Смена климата действительно оказала благотворное влияние – Толстой быстро поправлялся. Через две недели уже ездил на прогулки по окрестностям с дочерью Сашей, возвращался понемногу к работе – писал «Что такое религия и в чем сущность ее?», делал заметки в дневнике, отвечал на письма, принимал посетителей – кого-то с радостью, кого-то сдержанно, скучая. Среди первых были писатели нового поколения: Бальмонт, Короленко, Чехов, Горький.

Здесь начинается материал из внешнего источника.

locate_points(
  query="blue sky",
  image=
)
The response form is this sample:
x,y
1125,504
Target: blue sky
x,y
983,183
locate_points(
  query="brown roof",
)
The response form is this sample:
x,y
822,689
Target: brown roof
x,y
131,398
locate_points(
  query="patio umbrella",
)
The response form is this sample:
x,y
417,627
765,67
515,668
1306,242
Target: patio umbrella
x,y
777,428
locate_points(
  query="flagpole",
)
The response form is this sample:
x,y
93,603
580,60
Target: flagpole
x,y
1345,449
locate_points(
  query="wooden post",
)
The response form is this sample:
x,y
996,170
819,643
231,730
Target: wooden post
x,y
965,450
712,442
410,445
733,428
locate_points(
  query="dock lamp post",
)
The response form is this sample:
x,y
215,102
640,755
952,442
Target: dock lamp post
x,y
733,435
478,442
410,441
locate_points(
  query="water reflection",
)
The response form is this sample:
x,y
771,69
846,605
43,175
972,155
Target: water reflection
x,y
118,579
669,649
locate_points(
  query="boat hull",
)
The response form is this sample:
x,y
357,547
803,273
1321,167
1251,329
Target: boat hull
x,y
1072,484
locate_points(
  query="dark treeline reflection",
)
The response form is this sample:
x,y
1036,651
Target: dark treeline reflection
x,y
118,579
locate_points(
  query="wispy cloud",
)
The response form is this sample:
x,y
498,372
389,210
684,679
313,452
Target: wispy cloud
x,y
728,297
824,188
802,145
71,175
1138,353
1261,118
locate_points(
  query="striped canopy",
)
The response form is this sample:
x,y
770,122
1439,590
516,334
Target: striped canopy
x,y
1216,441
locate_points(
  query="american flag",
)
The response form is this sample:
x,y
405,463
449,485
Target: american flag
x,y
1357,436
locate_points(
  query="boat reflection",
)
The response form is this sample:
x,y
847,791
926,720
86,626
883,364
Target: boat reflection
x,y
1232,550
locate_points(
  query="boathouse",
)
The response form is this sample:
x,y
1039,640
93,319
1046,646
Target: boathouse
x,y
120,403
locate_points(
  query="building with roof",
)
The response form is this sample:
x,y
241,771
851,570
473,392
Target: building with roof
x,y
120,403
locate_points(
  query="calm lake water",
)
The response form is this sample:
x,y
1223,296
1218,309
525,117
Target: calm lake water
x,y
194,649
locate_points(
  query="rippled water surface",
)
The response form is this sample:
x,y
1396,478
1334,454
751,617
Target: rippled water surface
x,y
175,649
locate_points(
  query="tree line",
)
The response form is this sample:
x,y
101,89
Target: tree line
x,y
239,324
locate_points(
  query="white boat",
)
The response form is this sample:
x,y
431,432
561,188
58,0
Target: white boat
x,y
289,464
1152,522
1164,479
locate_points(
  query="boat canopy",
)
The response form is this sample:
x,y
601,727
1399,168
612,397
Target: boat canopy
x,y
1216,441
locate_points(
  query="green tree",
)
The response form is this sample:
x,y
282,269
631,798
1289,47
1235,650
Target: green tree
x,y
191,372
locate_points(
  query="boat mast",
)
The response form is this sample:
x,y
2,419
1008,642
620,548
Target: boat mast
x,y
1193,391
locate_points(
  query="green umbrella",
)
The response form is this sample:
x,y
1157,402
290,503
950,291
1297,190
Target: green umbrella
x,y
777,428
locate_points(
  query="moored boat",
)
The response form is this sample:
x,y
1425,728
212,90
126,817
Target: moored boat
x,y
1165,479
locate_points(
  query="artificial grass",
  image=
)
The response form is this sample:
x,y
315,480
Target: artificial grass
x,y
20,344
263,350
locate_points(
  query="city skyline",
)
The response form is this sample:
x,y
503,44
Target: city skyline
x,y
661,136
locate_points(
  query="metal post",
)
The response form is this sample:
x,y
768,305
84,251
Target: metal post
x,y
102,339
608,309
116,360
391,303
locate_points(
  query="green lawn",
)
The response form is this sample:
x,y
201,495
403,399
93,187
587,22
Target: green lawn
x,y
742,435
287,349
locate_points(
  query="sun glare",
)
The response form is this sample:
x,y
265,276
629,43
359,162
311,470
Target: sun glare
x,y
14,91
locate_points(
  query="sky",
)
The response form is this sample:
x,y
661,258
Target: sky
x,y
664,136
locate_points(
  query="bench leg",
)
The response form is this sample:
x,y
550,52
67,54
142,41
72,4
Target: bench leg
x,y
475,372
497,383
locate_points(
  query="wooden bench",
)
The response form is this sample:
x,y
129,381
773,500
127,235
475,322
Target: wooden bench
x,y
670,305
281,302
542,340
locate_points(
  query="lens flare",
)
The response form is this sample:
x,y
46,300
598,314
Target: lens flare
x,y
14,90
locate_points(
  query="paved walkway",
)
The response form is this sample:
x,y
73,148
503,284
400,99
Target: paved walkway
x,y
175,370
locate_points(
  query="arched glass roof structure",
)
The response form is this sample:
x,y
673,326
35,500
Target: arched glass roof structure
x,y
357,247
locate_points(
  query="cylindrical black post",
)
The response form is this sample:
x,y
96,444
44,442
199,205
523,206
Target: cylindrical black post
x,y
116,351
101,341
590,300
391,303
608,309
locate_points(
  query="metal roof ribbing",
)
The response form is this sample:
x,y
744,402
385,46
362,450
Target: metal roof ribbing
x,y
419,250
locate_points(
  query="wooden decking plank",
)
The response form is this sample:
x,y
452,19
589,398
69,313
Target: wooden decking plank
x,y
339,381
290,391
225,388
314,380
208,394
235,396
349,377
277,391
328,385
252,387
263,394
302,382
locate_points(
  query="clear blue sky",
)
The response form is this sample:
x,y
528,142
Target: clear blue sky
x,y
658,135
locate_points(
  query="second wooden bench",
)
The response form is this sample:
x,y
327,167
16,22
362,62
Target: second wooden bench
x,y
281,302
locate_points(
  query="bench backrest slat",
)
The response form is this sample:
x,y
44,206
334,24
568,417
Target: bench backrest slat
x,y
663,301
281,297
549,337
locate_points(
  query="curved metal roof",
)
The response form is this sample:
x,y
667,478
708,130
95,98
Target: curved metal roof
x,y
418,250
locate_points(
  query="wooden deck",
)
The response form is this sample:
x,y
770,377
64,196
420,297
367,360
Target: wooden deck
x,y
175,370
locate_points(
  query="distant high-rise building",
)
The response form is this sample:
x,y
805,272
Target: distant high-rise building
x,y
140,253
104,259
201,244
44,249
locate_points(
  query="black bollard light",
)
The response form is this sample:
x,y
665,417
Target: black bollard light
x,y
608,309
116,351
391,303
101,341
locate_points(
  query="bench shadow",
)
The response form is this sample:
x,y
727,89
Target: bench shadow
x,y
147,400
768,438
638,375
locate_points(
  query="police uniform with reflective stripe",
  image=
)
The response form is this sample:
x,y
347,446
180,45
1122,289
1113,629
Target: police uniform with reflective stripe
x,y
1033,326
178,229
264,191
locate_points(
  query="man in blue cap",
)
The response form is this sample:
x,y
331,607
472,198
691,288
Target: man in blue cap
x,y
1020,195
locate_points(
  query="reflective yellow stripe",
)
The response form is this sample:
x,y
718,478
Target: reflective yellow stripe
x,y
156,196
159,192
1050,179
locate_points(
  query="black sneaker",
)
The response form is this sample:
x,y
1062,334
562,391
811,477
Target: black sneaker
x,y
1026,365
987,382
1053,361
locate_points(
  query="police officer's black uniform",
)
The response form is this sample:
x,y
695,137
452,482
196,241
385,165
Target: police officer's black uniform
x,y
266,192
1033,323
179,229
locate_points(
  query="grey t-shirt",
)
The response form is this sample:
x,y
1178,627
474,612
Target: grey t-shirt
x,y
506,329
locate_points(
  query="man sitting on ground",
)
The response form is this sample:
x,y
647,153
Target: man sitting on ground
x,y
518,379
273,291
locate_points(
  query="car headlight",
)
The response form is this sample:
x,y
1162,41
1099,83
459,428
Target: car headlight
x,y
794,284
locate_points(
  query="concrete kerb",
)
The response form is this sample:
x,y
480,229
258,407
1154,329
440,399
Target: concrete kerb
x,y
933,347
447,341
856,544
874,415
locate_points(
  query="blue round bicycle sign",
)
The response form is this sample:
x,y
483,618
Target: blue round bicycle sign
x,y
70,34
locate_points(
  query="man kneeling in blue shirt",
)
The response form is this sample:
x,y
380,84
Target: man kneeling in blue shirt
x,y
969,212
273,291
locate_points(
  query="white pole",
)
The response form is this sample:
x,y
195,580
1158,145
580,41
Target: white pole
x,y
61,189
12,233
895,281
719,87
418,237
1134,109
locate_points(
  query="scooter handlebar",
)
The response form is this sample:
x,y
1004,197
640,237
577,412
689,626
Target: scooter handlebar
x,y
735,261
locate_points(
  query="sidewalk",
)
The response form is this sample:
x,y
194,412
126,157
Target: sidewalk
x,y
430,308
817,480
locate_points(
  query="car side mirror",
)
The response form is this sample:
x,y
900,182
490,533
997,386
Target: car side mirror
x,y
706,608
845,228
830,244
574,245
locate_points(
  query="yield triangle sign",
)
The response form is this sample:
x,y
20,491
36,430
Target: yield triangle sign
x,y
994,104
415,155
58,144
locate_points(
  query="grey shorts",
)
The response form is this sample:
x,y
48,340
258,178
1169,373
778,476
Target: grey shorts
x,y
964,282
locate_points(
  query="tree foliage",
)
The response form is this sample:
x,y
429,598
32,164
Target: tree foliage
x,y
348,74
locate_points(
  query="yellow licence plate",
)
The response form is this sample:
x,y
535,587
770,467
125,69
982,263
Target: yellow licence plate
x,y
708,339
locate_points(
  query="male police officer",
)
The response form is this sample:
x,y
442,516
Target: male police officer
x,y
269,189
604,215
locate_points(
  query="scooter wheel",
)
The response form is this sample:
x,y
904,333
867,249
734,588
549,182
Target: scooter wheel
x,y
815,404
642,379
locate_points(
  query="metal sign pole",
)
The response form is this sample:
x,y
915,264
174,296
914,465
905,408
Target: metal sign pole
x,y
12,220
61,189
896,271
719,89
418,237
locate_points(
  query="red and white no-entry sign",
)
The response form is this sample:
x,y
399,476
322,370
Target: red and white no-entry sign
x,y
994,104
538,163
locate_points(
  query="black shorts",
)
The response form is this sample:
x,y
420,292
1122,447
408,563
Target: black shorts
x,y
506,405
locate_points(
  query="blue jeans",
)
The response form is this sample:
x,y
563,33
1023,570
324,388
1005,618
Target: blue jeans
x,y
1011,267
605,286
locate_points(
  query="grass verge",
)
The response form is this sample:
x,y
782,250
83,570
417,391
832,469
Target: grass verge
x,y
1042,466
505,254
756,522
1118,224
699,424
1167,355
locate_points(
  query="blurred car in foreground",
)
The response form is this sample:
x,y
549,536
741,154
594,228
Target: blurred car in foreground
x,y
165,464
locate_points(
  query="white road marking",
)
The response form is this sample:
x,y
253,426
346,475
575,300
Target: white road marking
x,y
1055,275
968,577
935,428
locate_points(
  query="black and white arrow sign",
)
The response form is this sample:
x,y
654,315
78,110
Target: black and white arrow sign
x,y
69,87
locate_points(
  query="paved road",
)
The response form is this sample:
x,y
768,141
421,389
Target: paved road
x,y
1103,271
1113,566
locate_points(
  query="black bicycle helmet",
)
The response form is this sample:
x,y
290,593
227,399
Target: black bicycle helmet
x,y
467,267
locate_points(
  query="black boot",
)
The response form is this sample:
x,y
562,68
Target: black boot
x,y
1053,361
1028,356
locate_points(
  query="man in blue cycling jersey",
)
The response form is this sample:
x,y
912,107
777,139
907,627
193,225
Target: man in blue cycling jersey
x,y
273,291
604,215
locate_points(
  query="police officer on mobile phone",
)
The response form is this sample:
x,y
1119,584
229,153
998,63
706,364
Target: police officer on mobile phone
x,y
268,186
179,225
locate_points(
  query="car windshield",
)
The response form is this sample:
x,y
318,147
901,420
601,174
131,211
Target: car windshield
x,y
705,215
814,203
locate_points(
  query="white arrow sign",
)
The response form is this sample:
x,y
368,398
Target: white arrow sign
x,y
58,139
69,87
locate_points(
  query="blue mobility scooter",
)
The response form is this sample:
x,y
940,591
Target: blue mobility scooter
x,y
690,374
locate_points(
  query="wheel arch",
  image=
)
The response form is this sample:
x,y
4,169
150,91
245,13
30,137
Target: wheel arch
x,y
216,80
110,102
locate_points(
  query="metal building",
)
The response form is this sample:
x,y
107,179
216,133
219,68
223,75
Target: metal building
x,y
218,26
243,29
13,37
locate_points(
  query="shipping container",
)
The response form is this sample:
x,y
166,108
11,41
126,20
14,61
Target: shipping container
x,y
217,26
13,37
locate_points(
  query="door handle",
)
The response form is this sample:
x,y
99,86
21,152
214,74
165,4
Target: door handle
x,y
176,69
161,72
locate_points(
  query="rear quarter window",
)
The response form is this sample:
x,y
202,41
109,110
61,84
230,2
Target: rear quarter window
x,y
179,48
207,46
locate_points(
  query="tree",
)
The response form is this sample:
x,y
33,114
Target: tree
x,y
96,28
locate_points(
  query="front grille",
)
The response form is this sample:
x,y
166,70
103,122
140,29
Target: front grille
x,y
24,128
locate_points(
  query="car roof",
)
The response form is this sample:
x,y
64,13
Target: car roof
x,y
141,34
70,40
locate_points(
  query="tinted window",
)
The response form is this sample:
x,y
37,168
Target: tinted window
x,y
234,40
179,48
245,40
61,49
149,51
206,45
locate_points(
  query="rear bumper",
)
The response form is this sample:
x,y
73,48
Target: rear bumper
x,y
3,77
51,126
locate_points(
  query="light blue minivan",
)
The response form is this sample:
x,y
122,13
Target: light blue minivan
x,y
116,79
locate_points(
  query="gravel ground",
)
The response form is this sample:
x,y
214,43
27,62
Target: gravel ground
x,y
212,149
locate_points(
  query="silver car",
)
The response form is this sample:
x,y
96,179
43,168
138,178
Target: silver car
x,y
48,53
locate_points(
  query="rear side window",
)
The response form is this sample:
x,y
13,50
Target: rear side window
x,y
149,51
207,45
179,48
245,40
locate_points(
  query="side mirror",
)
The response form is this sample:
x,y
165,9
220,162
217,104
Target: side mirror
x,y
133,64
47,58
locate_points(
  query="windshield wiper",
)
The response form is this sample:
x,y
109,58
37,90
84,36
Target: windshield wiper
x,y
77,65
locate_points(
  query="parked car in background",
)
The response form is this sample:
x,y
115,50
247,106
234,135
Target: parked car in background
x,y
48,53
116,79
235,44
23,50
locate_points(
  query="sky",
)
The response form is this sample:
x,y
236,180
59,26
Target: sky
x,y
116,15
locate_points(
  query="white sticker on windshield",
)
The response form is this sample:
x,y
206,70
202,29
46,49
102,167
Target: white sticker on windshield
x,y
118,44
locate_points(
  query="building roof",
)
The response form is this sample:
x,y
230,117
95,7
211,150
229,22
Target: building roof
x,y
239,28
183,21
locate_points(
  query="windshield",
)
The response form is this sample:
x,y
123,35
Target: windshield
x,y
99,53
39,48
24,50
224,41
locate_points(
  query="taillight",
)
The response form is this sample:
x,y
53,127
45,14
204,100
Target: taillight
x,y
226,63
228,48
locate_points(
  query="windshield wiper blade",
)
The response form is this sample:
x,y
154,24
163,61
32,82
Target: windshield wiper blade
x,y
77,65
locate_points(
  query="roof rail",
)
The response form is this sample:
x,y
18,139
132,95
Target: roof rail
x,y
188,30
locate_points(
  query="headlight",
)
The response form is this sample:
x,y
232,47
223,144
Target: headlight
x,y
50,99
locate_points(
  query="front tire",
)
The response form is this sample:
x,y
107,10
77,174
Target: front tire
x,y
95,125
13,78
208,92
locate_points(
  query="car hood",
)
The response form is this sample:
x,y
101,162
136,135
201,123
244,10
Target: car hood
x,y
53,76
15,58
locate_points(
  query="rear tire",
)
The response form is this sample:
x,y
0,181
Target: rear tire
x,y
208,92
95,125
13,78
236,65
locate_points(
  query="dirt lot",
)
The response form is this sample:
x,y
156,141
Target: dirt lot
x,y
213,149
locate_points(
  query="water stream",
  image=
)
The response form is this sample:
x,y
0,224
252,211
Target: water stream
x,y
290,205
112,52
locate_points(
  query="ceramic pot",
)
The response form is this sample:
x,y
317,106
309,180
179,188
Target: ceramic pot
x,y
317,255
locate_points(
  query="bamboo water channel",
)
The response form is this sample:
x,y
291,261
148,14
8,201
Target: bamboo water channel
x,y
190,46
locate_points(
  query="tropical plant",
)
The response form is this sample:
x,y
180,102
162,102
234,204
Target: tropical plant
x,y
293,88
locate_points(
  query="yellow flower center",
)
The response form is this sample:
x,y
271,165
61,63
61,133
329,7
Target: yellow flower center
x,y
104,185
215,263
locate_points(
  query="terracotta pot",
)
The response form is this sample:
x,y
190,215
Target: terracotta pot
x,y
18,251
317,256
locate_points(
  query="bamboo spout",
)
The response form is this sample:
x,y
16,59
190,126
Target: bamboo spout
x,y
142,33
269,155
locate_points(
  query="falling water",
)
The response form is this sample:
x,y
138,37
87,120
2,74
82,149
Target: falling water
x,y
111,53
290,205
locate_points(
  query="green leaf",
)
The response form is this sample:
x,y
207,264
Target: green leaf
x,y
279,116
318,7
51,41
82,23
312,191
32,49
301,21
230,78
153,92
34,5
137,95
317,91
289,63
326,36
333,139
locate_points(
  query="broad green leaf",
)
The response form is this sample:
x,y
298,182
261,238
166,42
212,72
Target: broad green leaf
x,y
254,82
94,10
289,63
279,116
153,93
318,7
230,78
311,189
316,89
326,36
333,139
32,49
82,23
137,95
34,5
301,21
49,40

Рядом с Гаспрой располагалось имение великого князя Александра Михайловича, где тогда гостил его брат, великий князь Николай Михайлович. Он сам пришел к Толстому по-соседски, они гуляли по парку, простота, живой, пытливый ум князя понравились Льву Николаевичу. Тот предложил обращаться к нему за помощью в случае недоразумений с местными властями. Толстой был тронут, но счел нужным предупредить: «Я – скарлатина, я отлучен от Церкви, меня боятся, а вы приходите ко мне; повторяю, я – скарлатина, зараза, и у вас могут выйти неприятности ради меня, будут на вас косо смотреть, как вы посещаете политически неблагонадежного человека».[620] Несмотря на предупреждение, князь, хотя и «не мог признать антигосударственных и антицерковных взглядов» писателя, продолжал с симпатией к нему относиться и не одобрял позицию племянника. Пользуясь этим, Толстой попросил его в январе 1902 года передать государю письмо, которое, по его мнению, могло бы быть полезным: «…письмо это хотя и откровенно осуждает меры правительства, но чувство, которым оно вызвано, несомненно доброе, и, надеюсь, так и будет принято государем». Великий князь выполнил просьбу и, передавая письмо, попросил Николая не давать его читать никому из министров. Царь обещал. «Ведь Государь наш очень добрый и отзывчивый человек, а все горе в окружающих», – говорил Николай Михайлович Толстому.